Non è il nome a dare sostanza al ruolo

Viviana

Ponchia

Voglio essere un direttore, magari un presidente. Capa dello Stato no: lo sentite lo stridore dell’unghia sulla lavagna? Giudice e avvocato. Geologo. Architetto e non architetta. Soprattutto per come suona. E perché altrimenti nei cantieri poi ci andate voi. Un astronauta senza apostrofo, sperando che almeno nello spazio il dettaglio sia irrilevante. E se mi va poeta, pilota, ingegnere. Prendo giornalista così come viene senza minacciare ritorsioni (giornalisto?). Sono d’accordo con Beatrice Venezi che si assume la responsabilità di farsi chiamare come vuole. E anche con Gaia Tortora che twitta "che palle" perché siamo ancora ferme qui, a domandarci se una dottoressa sia eventualmente anche medico. Tanto come ti muovi sbagli.

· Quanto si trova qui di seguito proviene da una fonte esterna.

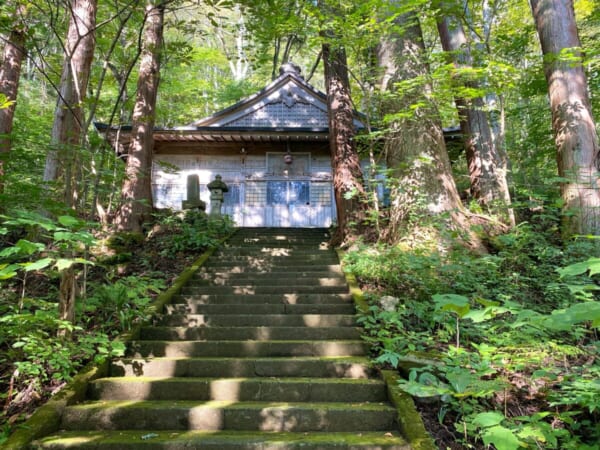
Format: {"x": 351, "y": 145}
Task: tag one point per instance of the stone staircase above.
{"x": 259, "y": 351}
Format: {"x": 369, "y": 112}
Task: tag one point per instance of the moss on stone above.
{"x": 409, "y": 419}
{"x": 46, "y": 419}
{"x": 355, "y": 291}
{"x": 195, "y": 439}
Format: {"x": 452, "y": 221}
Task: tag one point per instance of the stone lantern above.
{"x": 193, "y": 194}
{"x": 217, "y": 188}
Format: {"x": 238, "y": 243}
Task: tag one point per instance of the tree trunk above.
{"x": 67, "y": 130}
{"x": 572, "y": 121}
{"x": 137, "y": 190}
{"x": 10, "y": 72}
{"x": 415, "y": 149}
{"x": 487, "y": 169}
{"x": 347, "y": 173}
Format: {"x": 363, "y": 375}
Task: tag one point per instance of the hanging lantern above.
{"x": 287, "y": 158}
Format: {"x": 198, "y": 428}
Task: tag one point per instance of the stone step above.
{"x": 239, "y": 389}
{"x": 271, "y": 299}
{"x": 221, "y": 440}
{"x": 275, "y": 251}
{"x": 259, "y": 290}
{"x": 185, "y": 319}
{"x": 290, "y": 281}
{"x": 225, "y": 415}
{"x": 232, "y": 333}
{"x": 225, "y": 267}
{"x": 286, "y": 260}
{"x": 246, "y": 348}
{"x": 308, "y": 366}
{"x": 292, "y": 243}
{"x": 312, "y": 274}
{"x": 262, "y": 309}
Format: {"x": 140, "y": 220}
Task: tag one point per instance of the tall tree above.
{"x": 137, "y": 190}
{"x": 10, "y": 73}
{"x": 67, "y": 131}
{"x": 487, "y": 168}
{"x": 347, "y": 173}
{"x": 578, "y": 152}
{"x": 414, "y": 147}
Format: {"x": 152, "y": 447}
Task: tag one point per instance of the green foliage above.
{"x": 29, "y": 342}
{"x": 527, "y": 311}
{"x": 117, "y": 306}
{"x": 194, "y": 232}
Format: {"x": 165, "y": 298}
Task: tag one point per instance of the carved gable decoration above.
{"x": 288, "y": 102}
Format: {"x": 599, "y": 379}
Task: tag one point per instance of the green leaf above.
{"x": 37, "y": 265}
{"x": 9, "y": 271}
{"x": 28, "y": 247}
{"x": 457, "y": 304}
{"x": 592, "y": 265}
{"x": 62, "y": 264}
{"x": 502, "y": 438}
{"x": 488, "y": 419}
{"x": 69, "y": 221}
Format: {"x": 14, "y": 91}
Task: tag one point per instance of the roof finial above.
{"x": 290, "y": 67}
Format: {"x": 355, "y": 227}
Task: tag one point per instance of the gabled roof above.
{"x": 289, "y": 102}
{"x": 288, "y": 109}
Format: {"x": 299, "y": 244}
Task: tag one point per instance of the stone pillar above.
{"x": 217, "y": 188}
{"x": 193, "y": 194}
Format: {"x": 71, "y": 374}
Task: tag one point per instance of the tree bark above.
{"x": 487, "y": 169}
{"x": 414, "y": 147}
{"x": 347, "y": 173}
{"x": 10, "y": 72}
{"x": 67, "y": 130}
{"x": 572, "y": 121}
{"x": 137, "y": 189}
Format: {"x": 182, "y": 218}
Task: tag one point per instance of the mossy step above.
{"x": 222, "y": 440}
{"x": 227, "y": 415}
{"x": 327, "y": 273}
{"x": 247, "y": 348}
{"x": 259, "y": 315}
{"x": 308, "y": 366}
{"x": 239, "y": 389}
{"x": 233, "y": 267}
{"x": 262, "y": 248}
{"x": 273, "y": 244}
{"x": 259, "y": 290}
{"x": 289, "y": 280}
{"x": 236, "y": 333}
{"x": 287, "y": 299}
{"x": 286, "y": 260}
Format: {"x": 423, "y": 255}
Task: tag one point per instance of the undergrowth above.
{"x": 118, "y": 276}
{"x": 514, "y": 335}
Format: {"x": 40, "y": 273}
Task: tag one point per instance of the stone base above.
{"x": 193, "y": 204}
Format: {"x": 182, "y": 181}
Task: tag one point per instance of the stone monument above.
{"x": 217, "y": 188}
{"x": 193, "y": 194}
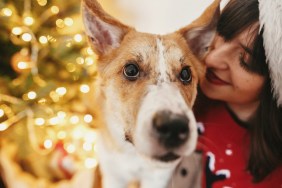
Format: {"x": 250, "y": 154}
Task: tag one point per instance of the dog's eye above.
{"x": 185, "y": 75}
{"x": 131, "y": 71}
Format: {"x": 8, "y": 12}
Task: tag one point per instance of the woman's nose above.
{"x": 218, "y": 55}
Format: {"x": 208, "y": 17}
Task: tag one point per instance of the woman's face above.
{"x": 228, "y": 76}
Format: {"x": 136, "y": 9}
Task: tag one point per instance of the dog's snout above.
{"x": 172, "y": 129}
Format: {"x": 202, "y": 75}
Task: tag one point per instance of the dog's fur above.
{"x": 145, "y": 122}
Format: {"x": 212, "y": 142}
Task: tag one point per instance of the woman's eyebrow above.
{"x": 247, "y": 49}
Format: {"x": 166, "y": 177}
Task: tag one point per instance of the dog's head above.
{"x": 147, "y": 83}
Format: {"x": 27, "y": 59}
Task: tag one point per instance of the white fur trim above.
{"x": 271, "y": 19}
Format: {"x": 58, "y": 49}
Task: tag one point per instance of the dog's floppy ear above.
{"x": 200, "y": 33}
{"x": 104, "y": 32}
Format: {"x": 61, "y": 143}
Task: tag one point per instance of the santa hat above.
{"x": 271, "y": 20}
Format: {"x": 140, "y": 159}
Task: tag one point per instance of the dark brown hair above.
{"x": 265, "y": 149}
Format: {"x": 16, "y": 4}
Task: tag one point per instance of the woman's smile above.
{"x": 214, "y": 79}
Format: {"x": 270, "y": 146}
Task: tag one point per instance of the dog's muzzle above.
{"x": 171, "y": 130}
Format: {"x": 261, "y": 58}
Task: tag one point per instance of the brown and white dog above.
{"x": 144, "y": 93}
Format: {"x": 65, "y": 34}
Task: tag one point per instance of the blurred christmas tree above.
{"x": 45, "y": 71}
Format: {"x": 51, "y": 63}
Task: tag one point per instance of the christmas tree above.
{"x": 46, "y": 67}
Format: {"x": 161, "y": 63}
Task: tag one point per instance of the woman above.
{"x": 240, "y": 112}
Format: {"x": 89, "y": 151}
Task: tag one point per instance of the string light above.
{"x": 3, "y": 126}
{"x": 88, "y": 118}
{"x": 31, "y": 95}
{"x": 55, "y": 9}
{"x": 28, "y": 20}
{"x": 7, "y": 12}
{"x": 17, "y": 31}
{"x": 39, "y": 121}
{"x": 78, "y": 38}
{"x": 26, "y": 37}
{"x": 84, "y": 88}
{"x": 61, "y": 91}
{"x": 42, "y": 2}
{"x": 90, "y": 162}
{"x": 48, "y": 144}
{"x": 43, "y": 39}
{"x": 68, "y": 21}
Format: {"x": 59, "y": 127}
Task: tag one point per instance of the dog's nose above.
{"x": 172, "y": 129}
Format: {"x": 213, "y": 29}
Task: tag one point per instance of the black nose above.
{"x": 172, "y": 129}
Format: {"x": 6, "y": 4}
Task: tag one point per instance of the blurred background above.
{"x": 47, "y": 136}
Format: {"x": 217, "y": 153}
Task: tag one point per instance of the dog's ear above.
{"x": 104, "y": 32}
{"x": 200, "y": 33}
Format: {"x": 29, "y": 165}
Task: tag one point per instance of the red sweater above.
{"x": 224, "y": 143}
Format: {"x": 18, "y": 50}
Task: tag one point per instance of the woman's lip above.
{"x": 213, "y": 78}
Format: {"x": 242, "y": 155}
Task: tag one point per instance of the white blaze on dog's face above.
{"x": 146, "y": 83}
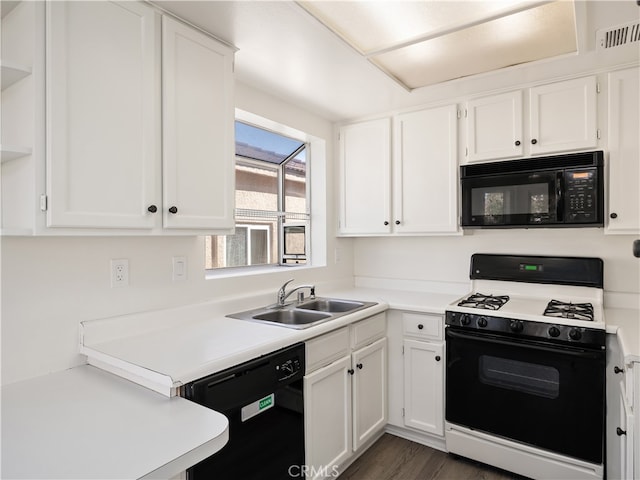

Ho pensato di cavarmela con Virgilio ("paulo maiora canamus"), che è sempre un bel salvagente per uscire dal pantano. Mi ha riportata a terra l’ammonimento di Orwell: il linguaggio orienta il pensiero, non è mai neutro e tu sei coinvolta. Io direttore, geologo e architetto avrei quindi già dato la mia visione del mondo: piuttosto anchilosata dal punto di vista di una giudicessa o di una sindaca. Mi schianto – da pilotessa – contro la mia arretratezza e il caos morfologico della lingua italiana: ma è davvero il nome a dare sostanza al ruolo? Grazie a scrupoli come questi nei convegni internazionali è sparito il "chairman". Prima lo hanno trasformato in "chairperson", poi semplicemente in "chair". Vedete voi.